Is The Economy Making The Fed An Offer It Can’t Refuse?
By Michael L. Davis
Since this is the 50th anniversary of the movie "The Godfather," it's worth remembering that great scene where a gang war is about to break out and the Don's trusted capo, Clemenza, explains to the young Michael Corleone, "These things gotta happen every five years or so. ... It helps get rid of the bad blood."
Any similarities between Federal Reserve Chairman Jerome Powell and Michael Corleone are purely coincidental. Still, I wish Powell had Clemenza whispering in his ear.
The Federal Reserve has two problems. First, it has to figure out how to reduce the highest inflation rates we've seen since the early 1980s. Anyone who buys gas or groceries understands that problem. And anyone who knows much of anything about economics and finance understands that the Fed has to raise interest rates and tighten monetary policy in order to deal with that problem. It's already started. After the last meeting the Fed raised their target interest rate by 1/4 percent and promised more increases to come.
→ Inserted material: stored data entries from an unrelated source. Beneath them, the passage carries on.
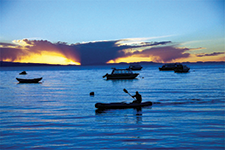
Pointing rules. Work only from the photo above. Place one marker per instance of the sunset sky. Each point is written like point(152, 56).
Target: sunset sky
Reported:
point(85, 32)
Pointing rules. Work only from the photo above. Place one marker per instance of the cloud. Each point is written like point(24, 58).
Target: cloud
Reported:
point(162, 54)
point(211, 54)
point(98, 52)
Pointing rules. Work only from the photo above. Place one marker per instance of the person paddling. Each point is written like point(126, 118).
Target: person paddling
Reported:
point(138, 98)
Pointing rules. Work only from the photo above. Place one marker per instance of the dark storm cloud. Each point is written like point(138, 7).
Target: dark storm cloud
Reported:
point(211, 54)
point(94, 52)
point(163, 54)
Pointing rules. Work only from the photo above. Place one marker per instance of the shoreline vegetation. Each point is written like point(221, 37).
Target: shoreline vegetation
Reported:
point(17, 64)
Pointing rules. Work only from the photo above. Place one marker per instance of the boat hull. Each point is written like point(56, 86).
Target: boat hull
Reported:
point(122, 76)
point(121, 105)
point(35, 80)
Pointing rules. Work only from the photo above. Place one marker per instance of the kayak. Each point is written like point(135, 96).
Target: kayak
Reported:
point(121, 105)
point(35, 80)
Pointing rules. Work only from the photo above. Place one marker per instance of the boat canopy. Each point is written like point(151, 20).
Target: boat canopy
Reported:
point(122, 71)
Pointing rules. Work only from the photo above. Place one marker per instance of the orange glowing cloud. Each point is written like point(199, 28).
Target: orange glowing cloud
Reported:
point(101, 52)
point(26, 51)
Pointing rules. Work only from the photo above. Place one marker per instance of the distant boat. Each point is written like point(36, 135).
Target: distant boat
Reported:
point(121, 74)
point(23, 73)
point(169, 67)
point(121, 105)
point(181, 69)
point(135, 67)
point(35, 80)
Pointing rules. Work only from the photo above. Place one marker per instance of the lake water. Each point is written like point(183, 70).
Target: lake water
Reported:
point(188, 110)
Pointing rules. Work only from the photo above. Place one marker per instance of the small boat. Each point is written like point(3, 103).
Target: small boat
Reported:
point(121, 74)
point(35, 80)
point(169, 67)
point(182, 69)
point(121, 105)
point(135, 67)
point(23, 73)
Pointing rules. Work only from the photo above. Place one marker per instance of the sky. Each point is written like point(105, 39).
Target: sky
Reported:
point(87, 32)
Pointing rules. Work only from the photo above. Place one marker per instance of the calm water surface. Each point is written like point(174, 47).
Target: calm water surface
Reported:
point(188, 110)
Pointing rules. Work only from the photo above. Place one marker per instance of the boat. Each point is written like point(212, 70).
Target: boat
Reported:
point(121, 74)
point(135, 67)
point(35, 80)
point(122, 105)
point(169, 67)
point(181, 69)
point(23, 73)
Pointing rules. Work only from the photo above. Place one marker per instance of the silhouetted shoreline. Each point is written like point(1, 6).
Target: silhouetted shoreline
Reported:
point(17, 64)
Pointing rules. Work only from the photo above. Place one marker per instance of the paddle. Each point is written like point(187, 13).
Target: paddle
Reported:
point(127, 92)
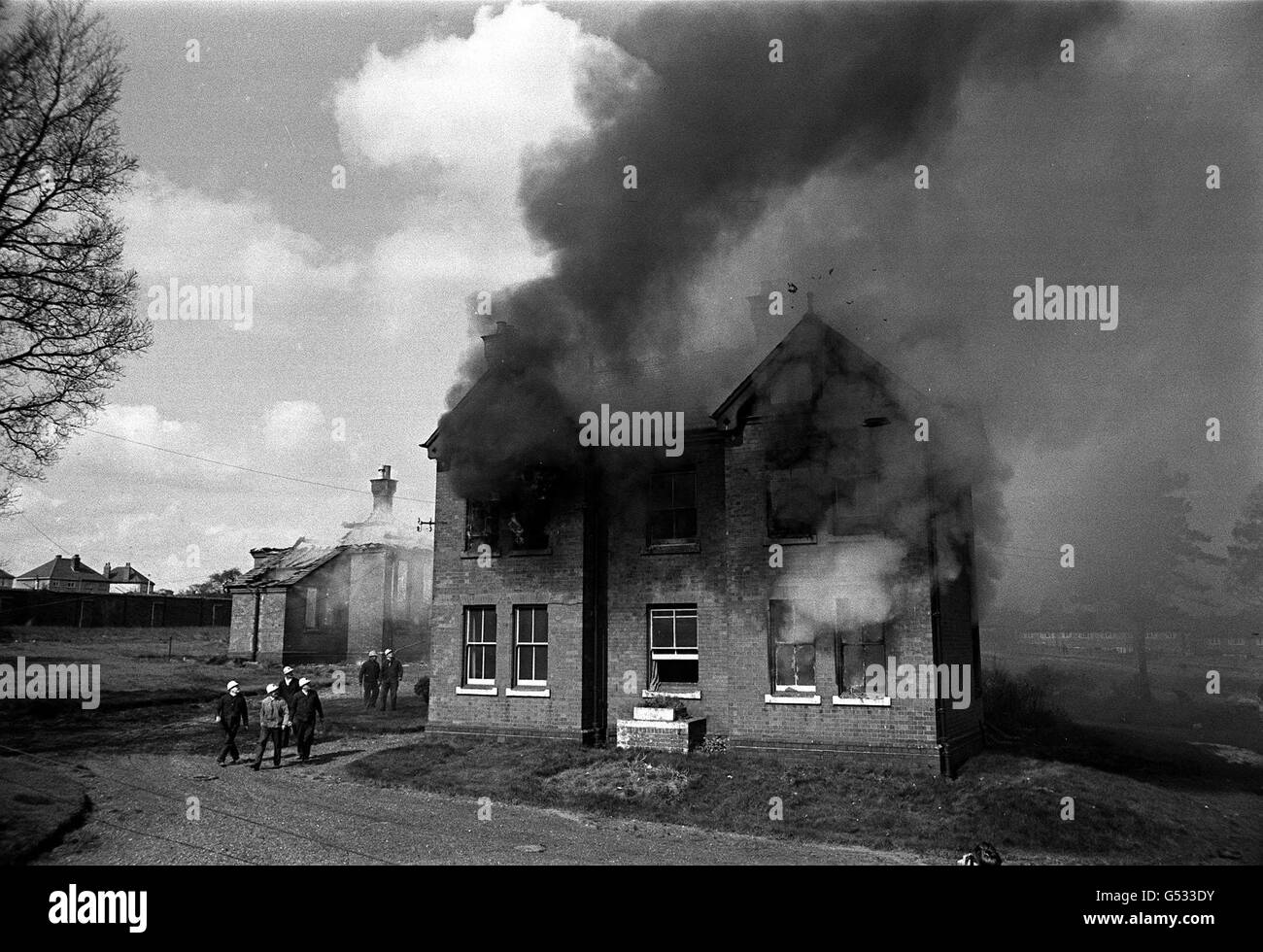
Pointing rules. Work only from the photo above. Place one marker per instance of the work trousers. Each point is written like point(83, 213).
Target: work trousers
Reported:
point(228, 741)
point(266, 733)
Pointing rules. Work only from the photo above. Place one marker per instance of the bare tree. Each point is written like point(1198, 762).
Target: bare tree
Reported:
point(1246, 553)
point(67, 306)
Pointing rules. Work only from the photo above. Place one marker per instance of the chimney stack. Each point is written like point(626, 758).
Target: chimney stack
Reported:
point(499, 346)
point(383, 493)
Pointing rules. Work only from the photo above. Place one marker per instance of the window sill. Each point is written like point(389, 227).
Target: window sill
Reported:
point(809, 699)
point(857, 534)
point(862, 701)
point(529, 692)
point(678, 695)
point(669, 548)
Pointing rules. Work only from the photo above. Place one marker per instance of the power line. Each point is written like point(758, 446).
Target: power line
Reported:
point(245, 468)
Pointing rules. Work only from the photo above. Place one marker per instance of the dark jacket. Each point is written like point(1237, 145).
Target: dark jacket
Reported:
point(231, 711)
point(392, 672)
point(306, 706)
point(273, 712)
point(289, 691)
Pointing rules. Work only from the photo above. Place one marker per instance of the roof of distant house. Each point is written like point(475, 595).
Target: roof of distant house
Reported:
point(126, 575)
point(62, 569)
point(287, 567)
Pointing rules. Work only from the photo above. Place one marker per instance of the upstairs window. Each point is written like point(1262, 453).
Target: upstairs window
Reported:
point(795, 506)
point(855, 648)
point(791, 648)
point(673, 645)
point(481, 525)
point(673, 506)
point(857, 504)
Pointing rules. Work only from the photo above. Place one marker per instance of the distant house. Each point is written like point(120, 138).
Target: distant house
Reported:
point(127, 581)
point(324, 601)
point(63, 575)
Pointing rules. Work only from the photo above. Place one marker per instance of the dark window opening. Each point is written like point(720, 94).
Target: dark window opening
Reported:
point(481, 525)
point(673, 658)
point(673, 506)
point(791, 648)
point(854, 651)
point(795, 508)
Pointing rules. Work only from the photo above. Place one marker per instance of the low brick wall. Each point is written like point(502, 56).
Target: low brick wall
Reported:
point(676, 736)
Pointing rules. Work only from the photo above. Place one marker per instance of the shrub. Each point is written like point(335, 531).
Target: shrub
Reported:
point(1017, 702)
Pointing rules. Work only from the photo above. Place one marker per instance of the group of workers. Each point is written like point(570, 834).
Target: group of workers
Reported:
point(291, 707)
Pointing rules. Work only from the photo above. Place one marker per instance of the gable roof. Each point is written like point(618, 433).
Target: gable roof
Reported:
point(126, 575)
point(62, 569)
point(812, 335)
point(287, 567)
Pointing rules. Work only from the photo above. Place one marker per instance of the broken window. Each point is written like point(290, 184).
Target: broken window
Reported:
point(481, 525)
point(794, 501)
point(673, 506)
point(673, 645)
point(857, 504)
point(855, 648)
point(529, 525)
point(530, 644)
point(399, 584)
point(480, 644)
point(312, 598)
point(791, 648)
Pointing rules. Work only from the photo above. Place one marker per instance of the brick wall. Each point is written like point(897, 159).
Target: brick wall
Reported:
point(554, 580)
point(642, 576)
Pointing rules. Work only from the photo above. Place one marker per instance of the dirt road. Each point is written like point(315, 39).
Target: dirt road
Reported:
point(306, 812)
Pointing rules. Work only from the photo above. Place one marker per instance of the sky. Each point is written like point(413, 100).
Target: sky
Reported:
point(1085, 172)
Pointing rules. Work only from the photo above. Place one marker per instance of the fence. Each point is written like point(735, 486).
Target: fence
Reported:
point(29, 606)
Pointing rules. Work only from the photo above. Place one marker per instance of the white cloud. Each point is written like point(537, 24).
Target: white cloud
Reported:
point(471, 104)
point(194, 238)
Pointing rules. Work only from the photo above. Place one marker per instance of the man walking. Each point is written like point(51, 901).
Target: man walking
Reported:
point(231, 714)
point(289, 692)
point(391, 674)
point(273, 720)
point(369, 672)
point(306, 710)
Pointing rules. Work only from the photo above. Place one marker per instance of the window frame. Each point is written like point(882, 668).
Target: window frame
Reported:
point(494, 518)
point(859, 638)
point(468, 613)
point(674, 539)
point(677, 653)
point(534, 645)
point(774, 653)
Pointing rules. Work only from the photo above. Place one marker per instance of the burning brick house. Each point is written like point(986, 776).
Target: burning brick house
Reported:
point(803, 534)
point(324, 601)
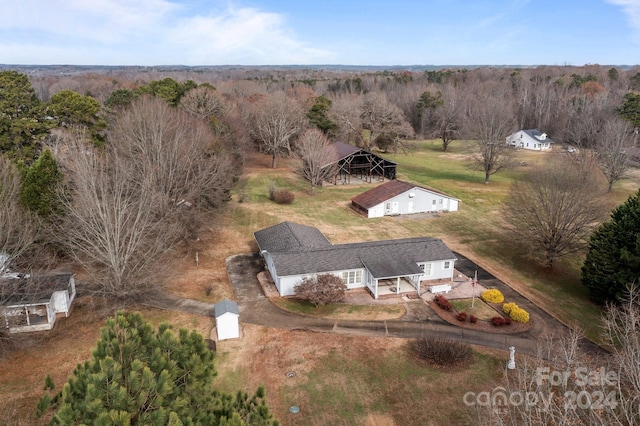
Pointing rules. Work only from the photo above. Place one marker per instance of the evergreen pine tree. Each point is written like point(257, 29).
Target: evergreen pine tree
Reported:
point(613, 259)
point(138, 375)
point(40, 184)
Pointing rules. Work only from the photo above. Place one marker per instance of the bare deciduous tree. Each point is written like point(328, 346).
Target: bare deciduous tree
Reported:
point(346, 113)
point(317, 156)
point(176, 152)
point(321, 289)
point(132, 203)
point(18, 228)
point(275, 121)
point(610, 145)
point(490, 120)
point(448, 116)
point(203, 102)
point(381, 117)
point(113, 224)
point(553, 209)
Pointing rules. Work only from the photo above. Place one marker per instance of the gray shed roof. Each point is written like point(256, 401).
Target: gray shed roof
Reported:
point(32, 289)
point(538, 135)
point(225, 306)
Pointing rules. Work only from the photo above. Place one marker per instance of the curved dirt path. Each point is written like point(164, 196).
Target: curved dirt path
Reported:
point(255, 308)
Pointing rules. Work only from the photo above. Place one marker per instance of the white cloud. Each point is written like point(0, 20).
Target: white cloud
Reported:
point(146, 32)
point(631, 8)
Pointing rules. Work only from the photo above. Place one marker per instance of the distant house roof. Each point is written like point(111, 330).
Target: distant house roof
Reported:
point(32, 289)
point(387, 190)
point(225, 306)
point(288, 236)
point(384, 259)
point(538, 135)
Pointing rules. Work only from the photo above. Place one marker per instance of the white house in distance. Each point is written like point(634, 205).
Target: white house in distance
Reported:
point(226, 313)
point(398, 197)
point(292, 252)
point(532, 139)
point(32, 303)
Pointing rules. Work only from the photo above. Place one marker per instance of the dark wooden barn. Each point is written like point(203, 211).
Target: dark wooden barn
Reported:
point(359, 165)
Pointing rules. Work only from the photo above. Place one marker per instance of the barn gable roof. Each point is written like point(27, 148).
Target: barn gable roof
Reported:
point(388, 190)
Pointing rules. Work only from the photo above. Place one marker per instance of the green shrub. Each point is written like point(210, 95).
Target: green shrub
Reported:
point(443, 351)
point(492, 296)
point(519, 315)
point(508, 307)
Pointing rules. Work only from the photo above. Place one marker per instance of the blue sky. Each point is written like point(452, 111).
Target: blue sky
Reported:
point(350, 32)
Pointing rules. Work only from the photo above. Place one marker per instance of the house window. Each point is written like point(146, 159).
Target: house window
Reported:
point(426, 268)
point(352, 277)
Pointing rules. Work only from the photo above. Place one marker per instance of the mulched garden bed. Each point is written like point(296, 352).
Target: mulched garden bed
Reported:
point(451, 318)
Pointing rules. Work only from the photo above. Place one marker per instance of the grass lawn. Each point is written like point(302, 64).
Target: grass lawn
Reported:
point(476, 230)
point(480, 310)
point(342, 311)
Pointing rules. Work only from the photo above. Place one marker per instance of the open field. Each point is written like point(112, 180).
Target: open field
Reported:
point(339, 379)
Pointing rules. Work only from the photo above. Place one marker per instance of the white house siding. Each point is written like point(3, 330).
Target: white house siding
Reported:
point(271, 267)
point(288, 283)
point(416, 200)
point(438, 270)
point(62, 300)
point(227, 326)
point(521, 139)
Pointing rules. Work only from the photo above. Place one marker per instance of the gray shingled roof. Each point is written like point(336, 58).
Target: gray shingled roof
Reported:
point(225, 306)
point(387, 190)
point(288, 236)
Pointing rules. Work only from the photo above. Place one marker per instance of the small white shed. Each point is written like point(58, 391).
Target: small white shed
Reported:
point(227, 319)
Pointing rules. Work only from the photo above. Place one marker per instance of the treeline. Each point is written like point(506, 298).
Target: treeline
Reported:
point(137, 155)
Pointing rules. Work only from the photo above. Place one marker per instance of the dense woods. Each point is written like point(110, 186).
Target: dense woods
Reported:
point(119, 169)
point(81, 144)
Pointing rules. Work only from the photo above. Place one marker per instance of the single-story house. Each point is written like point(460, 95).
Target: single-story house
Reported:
point(292, 252)
point(398, 197)
point(532, 139)
point(226, 313)
point(31, 303)
point(353, 163)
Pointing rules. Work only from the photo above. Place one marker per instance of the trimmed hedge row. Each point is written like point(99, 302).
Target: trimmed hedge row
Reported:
point(492, 296)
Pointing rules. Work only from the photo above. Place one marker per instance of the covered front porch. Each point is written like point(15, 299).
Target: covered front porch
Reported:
point(400, 286)
point(391, 277)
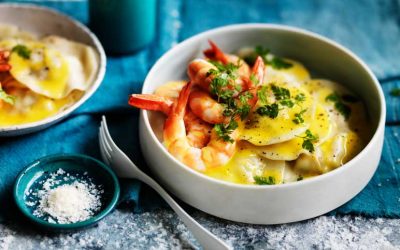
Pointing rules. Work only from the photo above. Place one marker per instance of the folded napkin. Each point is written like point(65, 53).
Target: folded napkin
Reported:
point(179, 19)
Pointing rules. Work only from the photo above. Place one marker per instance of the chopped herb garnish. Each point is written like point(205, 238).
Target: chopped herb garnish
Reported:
point(223, 82)
point(6, 97)
point(395, 92)
point(308, 141)
point(223, 131)
point(223, 86)
point(287, 102)
point(254, 79)
point(298, 117)
point(300, 97)
point(334, 97)
point(262, 94)
point(283, 98)
point(261, 180)
point(339, 105)
point(22, 51)
point(280, 93)
point(271, 110)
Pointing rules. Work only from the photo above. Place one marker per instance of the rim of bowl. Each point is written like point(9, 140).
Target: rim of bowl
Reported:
point(92, 220)
point(262, 26)
point(94, 86)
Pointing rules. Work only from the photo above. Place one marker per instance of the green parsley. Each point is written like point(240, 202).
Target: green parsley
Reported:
point(339, 105)
point(280, 93)
point(254, 79)
point(223, 131)
point(395, 92)
point(262, 94)
point(258, 51)
point(261, 180)
point(308, 141)
point(271, 110)
point(22, 51)
point(298, 117)
point(6, 97)
point(300, 97)
point(283, 97)
point(223, 82)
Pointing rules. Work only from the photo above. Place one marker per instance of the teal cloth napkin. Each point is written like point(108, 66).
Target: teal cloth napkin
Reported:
point(357, 25)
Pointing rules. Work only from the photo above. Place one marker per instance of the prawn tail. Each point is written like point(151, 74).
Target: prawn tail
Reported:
point(151, 102)
point(180, 106)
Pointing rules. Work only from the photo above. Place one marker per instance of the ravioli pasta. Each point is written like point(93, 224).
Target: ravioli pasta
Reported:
point(46, 75)
point(300, 128)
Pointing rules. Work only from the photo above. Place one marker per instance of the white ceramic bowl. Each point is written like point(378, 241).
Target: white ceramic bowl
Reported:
point(280, 203)
point(43, 21)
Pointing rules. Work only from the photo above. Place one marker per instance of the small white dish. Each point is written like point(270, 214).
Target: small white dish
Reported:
point(43, 21)
point(278, 203)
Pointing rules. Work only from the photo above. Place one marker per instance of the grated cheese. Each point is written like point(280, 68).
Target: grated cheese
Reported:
point(75, 201)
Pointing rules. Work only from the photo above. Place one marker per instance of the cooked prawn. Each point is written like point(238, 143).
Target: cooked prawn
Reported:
point(208, 109)
point(205, 107)
point(4, 66)
point(198, 131)
point(217, 152)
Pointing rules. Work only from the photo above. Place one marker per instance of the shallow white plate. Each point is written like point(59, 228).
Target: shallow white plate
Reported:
point(43, 21)
point(278, 203)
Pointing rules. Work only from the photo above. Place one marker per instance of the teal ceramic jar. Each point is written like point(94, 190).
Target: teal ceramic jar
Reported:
point(123, 26)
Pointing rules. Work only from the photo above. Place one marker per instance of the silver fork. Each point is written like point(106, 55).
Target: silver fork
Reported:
point(124, 167)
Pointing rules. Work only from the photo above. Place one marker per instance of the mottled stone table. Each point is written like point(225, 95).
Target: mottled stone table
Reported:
point(161, 229)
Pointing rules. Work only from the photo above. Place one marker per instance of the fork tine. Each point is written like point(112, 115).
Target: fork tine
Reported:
point(109, 141)
point(104, 138)
point(104, 153)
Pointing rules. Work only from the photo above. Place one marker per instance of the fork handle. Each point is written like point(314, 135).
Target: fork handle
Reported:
point(205, 237)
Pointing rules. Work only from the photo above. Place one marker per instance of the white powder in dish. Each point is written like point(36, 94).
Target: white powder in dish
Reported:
point(75, 201)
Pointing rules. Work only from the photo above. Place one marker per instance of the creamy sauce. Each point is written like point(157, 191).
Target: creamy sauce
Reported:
point(47, 75)
point(272, 148)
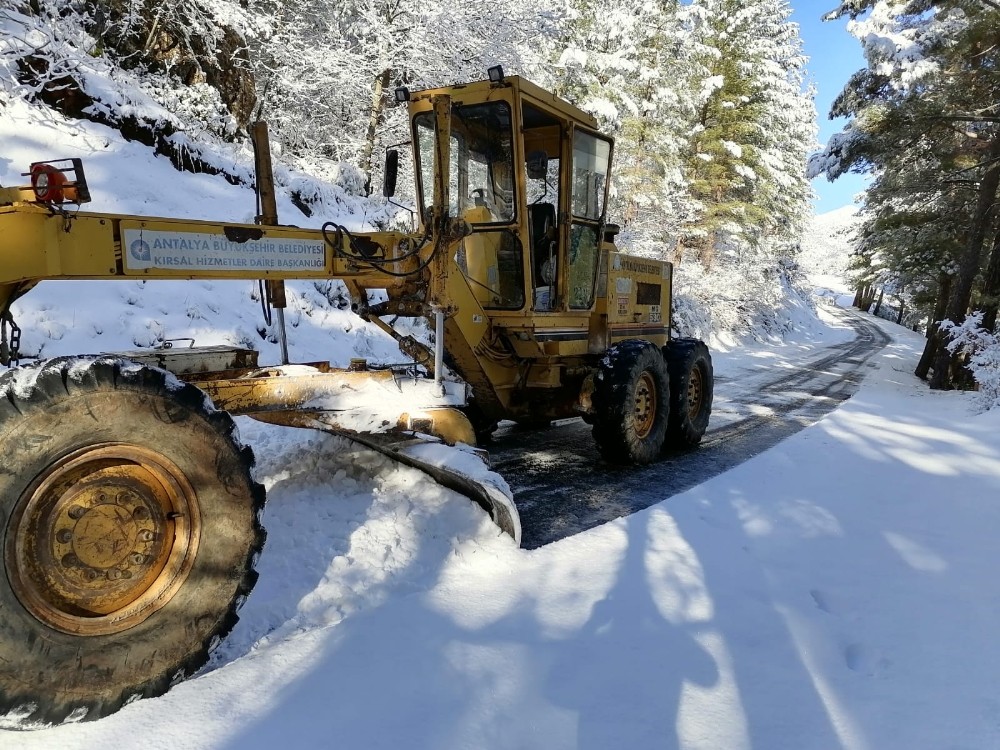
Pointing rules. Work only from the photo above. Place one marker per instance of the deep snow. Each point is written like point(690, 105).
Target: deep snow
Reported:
point(836, 591)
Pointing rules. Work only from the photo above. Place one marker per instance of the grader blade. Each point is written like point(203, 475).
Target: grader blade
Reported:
point(410, 420)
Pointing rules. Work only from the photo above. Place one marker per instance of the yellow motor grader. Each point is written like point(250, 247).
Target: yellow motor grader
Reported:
point(129, 519)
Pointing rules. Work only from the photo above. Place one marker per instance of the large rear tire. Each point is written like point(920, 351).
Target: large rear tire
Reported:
point(129, 526)
point(631, 403)
point(691, 391)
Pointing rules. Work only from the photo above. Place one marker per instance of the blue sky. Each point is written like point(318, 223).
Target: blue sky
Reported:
point(834, 56)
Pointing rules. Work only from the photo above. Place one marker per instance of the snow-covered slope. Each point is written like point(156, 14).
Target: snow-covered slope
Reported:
point(826, 244)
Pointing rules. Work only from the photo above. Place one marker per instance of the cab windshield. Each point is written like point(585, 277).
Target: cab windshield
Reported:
point(480, 173)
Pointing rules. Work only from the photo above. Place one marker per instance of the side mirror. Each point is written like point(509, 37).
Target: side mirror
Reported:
point(537, 165)
point(391, 173)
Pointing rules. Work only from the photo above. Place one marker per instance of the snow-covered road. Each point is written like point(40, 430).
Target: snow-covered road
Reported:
point(836, 591)
point(763, 394)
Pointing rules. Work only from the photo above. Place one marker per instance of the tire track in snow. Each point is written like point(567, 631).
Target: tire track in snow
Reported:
point(562, 487)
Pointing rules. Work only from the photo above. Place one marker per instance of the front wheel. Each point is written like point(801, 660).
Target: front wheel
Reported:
point(129, 524)
point(691, 388)
point(631, 403)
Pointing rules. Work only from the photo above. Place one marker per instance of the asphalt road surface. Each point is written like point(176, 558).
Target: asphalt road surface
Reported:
point(562, 487)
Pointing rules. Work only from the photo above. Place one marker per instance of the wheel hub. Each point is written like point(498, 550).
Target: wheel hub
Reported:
point(102, 539)
point(695, 393)
point(645, 405)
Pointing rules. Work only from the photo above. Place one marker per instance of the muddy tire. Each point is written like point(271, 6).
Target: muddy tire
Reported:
point(129, 526)
point(691, 390)
point(631, 403)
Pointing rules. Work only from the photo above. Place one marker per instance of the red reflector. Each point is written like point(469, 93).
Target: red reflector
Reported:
point(47, 182)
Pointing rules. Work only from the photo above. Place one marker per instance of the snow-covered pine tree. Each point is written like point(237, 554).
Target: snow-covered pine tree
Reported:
point(749, 144)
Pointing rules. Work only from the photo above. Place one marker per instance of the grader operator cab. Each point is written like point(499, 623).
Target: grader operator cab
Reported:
point(129, 520)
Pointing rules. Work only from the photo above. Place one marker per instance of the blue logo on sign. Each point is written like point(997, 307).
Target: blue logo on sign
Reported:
point(139, 250)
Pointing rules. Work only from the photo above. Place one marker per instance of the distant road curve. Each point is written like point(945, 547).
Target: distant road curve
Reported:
point(561, 486)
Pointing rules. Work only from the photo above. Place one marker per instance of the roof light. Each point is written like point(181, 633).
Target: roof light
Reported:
point(51, 185)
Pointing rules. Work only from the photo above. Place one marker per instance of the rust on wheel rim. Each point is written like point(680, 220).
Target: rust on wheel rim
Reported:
point(645, 405)
point(696, 393)
point(102, 539)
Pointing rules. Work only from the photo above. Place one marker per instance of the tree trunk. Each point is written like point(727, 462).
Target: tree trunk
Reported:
point(991, 287)
point(969, 262)
point(859, 296)
point(944, 291)
point(374, 116)
point(878, 305)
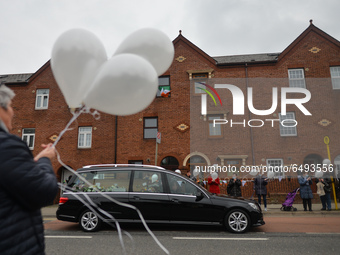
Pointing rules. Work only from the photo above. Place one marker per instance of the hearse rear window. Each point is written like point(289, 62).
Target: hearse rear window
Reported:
point(105, 181)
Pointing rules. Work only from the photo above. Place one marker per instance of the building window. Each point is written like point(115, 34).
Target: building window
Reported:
point(28, 136)
point(85, 137)
point(150, 127)
point(217, 130)
point(170, 163)
point(164, 89)
point(335, 74)
point(41, 101)
point(296, 78)
point(289, 124)
point(275, 165)
point(199, 78)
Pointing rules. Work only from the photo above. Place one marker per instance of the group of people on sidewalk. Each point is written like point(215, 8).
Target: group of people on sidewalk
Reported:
point(234, 186)
point(260, 189)
point(323, 190)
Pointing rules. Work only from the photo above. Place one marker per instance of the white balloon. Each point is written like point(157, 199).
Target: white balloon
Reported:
point(214, 176)
point(253, 172)
point(151, 44)
point(270, 174)
point(76, 57)
point(125, 84)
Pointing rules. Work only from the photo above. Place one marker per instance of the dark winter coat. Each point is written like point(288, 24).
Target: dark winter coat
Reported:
point(328, 184)
point(305, 189)
point(234, 188)
point(214, 185)
point(25, 187)
point(260, 185)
The Fed's second problem is much harder. They have to lower inflation rates while at the same preventing a recession.
Good luck with that.
To understand why the Fed has such a tough job ahead, let's talk about one of the most important concepts in all economics: stuff. It's the perfect word to describe the millions of goods that sustain our material lives — jet planes and jelly beans, barrels of oil and beach blankets are part of the stuff we need. Macroeconomists have lots of sophisticated metrics to determine when a recession begins — GDP growth rates, industrial production and so on — but at the end of the day a recession means we have less stuff than we would otherwise have.
And the Fed knows — or at least they should know — that right now they need to battle inflation in a world where we have less stuff. This is true for three reasons.
First, the pandemic dramatically disrupted the way we produce things. Supply chains were broken and businesses are now scrambling to establish new business-to-business connections. For example, the broken supply chain for automotive semiconductors led to the madness in the market for new and used cars. There are many, many such breaks in many, many such supply chains. Until these are fixed, we will have less stuff.
Second, labor markets are incredibly tight, with employers desperate to find workers. In fact, the Fed is forecasting that the rate of unemployment will drop to 3.5% and remain there through 2024. That's big if true, but it's probably not. Labor markets can be too tight. When it's hard to hire, it's hard to produce stuff. In fact, about 70% of the time when the unemployment rate goes below 3.5%, the economy enters a recession sometime in the next two years.
Finally, it's harder to make stuff when big parts of the world are shutting down. And right now, there is a major land war in Europe and a COVID lockdown in China. No one, including the Fed, knows how this is going to end up. But it can't be good.
All of these fundamental problems are real and well known. And now, after months of hopeful claims that inflation is "transitory," the Fed knows that inflation is real as well.
Clemenza may have been too pessimistic when he said "These things gotta happen." We can never be sure when or even if a recession will happen. The economy is way too complicated to forecast with any certainty. But the Fed is going to war against inflation in an economy that's already poised for recession. Don't be surprised if we start seeing headlines describing bloody economic shootouts.
Davis is an economics professor at SMU Dallas Cox School of Business.